Im Laufe der Zeit wurden die Aussagen immer vorsichtiger. Da hieß es dann:

•             Die Impfung schützt vor schweren Verläufen.

•             Die Impfung verhindert, dass man auf der Intensivstation landet.

Der Höhepunkt der Abschwächung der Heilsversprechen für die Corona-Impfung war dann die Schlagzeile in einer österreichischen Tageszeitung: „Impfung bringt kürzeren Aufenthalt in Kliniken.“[1]

Unter die Zahl der Neuinfektionen mischen sich mittlerweile immer mehr Impfdurch­brüche. Entgegen der ursprünglichen Versprechungen versterben in den Kliniken täglich Menschen, die vollimmunisiert waren. Doch wie reagiert die Bundesregierung? Sie baut ein Zwangsregime auf, mit dem einzigen Ziel, all jene, die bislang aus unterschied­lichsten Gründen nicht geimpft sind, in die Nadel zu zwingen.

2. Regierung bricht Versprechen und kündigt Impfpflicht im Gesundheitsbereich an

Die Regierung geht sogar schon so weit, in Gesundheitsberufen einen Impfzwang veran­kern zu wollen. Damit überschreitet Türkis-Grün die rote Linie, die sie selbst gezogen hat. In dutzenden Medienauftritten haben sich, vom Kanzler abwärts, alle Repräsen­tan­ten stets gegen einen Impfzwang in Österreich ausgesprochen.

Gerade im medizinischen Bereich, wo – wie man den Medien entnehmen kann – die Personalsituation besonders angespannt ist, wird dieser Impfzwang wohl dazu führen, dass etliche fachlich hervorragende Mitarbeiter ihren Job verlieren. Die Leitlinie der Re­gierung, wonach alle getroffenen Maßnahmen das vorrangige Ziel haben, eine Über­lastung des Gesundheitssystems zu verhindern, wird durch diese angekündigte Impf­pflicht im Gesundheitsbereich konterkariert.

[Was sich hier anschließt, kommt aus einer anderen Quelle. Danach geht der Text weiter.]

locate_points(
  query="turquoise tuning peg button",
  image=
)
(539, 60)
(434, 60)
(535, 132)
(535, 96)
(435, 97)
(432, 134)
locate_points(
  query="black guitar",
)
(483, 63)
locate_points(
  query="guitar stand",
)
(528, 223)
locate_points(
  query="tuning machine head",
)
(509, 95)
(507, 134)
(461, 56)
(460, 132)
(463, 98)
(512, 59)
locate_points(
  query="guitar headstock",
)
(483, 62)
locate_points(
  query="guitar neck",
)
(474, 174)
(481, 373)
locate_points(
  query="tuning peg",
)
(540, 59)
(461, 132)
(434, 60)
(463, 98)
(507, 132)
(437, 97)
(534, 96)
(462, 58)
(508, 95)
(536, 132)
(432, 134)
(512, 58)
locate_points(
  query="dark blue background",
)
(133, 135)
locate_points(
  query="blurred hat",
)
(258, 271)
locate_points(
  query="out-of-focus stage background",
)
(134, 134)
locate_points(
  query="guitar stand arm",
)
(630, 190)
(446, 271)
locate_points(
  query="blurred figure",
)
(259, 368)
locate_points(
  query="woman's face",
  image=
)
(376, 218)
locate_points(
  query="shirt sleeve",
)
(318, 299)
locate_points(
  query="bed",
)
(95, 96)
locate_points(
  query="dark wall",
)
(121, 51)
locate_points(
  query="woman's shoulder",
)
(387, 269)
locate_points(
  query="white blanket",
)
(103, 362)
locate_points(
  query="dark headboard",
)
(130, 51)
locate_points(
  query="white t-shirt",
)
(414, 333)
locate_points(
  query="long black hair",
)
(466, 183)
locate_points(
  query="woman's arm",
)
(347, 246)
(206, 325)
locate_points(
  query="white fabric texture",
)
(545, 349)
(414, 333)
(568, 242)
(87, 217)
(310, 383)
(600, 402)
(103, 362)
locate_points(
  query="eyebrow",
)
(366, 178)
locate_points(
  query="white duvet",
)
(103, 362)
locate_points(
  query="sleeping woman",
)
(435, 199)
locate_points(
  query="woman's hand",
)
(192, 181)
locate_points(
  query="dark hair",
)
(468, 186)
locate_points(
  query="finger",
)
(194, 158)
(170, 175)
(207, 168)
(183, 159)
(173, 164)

Als bislang letzten Akt im Angriff auf gesunde und durch die 3G-Regel am Arbeitsplatz sogar durchgehend getestete Menschen, hat die Bundesregierung nun einen weiteren Lockdown verhängt. Wenn man den Ankündigungspolitikern Glauben schenken soll, wird es in wenigen Tagen dazu kommen, dass nur mehr Ungeimpfte ihr eigenes Heim nicht mehr verlassen dürfen. Zwei Millionen Menschen werden quasi inhaftiert, ohne etwas Unrechtes getan zu haben. Arbeiten, Steuern und Sozialversicherungsbeiträge zahlen: ja! Teilnahme am Gesellschaftsleben und Einkaufen gehen: nein! Dieser ver­mutlich verfassungswidrige Schritt, der gegen alle Grund- und Freiheitsrechte verstößt, bildet eine neue „Qualität" von Menschenverachtung und Kaltherzigkeit.

Mit diesem Schritt treibt die Bundesregierung ihre Hetzkampagne gegen Ungeimpfte auf einen neuen, traurigen Höhepunkt und tritt aus ihrer gescheiterten Corona-Strategie die Flucht nach vorne an. Es handelt sich um reine Sündenbockpolitik ohne Beachtung irgendeiner medizinischen Evidenz. Denn es ist nun einmal Tatsache, dass gerade die mangelhafte Wirksamkeit des Impfstoffes die Pandemie weiter vorantreibt. Gesundheits­minister Mückstein und Co. verschließen die Augen vor dramatischen Infektions­entwick­lungen in Ländern mit hoher Impfquote genauso, wie sie die steigende Zahl an Impf­durchbrüchen ignorieren. Die Regierung läuft mit dem Impfbrett vor dem Kopf gegen die Wand.

Diese Vorgangsweise der österreichischen Bundesregierung widerspricht auch ganz klar der Entschließung 2361 (2021) des Europarats vom 27. Jänner 2021, die eine Dis­kriminierung von Covid-19-Ungeimpten ganz klar verurteilt und ausschließt.